Bioengineering the food of the future.
The fundamental aim of this study is to quantify the genetic regulatory remodeling induced by exposure to 1,369-2,000 microsieverts which may be used to isolate diagnostic and therapeutic targets for modification; ultimately, this framework for genetically engineering possible small-scale agricultural crops will eliminate the requirement of extensive radiation shielding materials in enclosing complexes. In addition, we are developing bioreactors for growing Glycine Max, and other foods in hydroponic systems.
Our study employs genome-wide RNA sequencing data of Vigna radiata, Phaseolus vulgaris, Zea mays, Triticum aestivum, Nicotiana tabacum, Lemna minor, Petroselinum crispum, Apium graveolens, and Anethum graveolens for deep transcriptomic analysis of the biologic response to varied levels of radiation. The initial raw sequencing data was aligned to the respective genome assemblies and the resulting quantified expression data was log transformed and normalized.

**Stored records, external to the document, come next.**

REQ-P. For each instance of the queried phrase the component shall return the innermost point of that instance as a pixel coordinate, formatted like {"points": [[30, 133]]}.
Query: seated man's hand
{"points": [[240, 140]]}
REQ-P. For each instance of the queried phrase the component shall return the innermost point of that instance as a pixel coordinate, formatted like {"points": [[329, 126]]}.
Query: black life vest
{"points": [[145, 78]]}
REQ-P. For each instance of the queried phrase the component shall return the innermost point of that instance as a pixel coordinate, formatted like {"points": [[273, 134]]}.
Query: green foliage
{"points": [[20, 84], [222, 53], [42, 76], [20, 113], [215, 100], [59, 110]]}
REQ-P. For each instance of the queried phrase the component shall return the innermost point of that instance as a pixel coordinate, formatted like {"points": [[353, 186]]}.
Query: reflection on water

To identify differentially expressed genes between the aforementioned radiation exposed and non-exposed plant groups, criteria moderated t-statistics false discovery rate corrected p-value ≤ 0.05 and Fold Change absolute (FC-abs) ≥ 2.0 was directed for statistical significance. To recognize the functional consequence of the genes whose expression was altered, function annotation and upstream regulator analysis was performed followed by the enrichment significance calculations for the directionality of activation in coupled gene networks.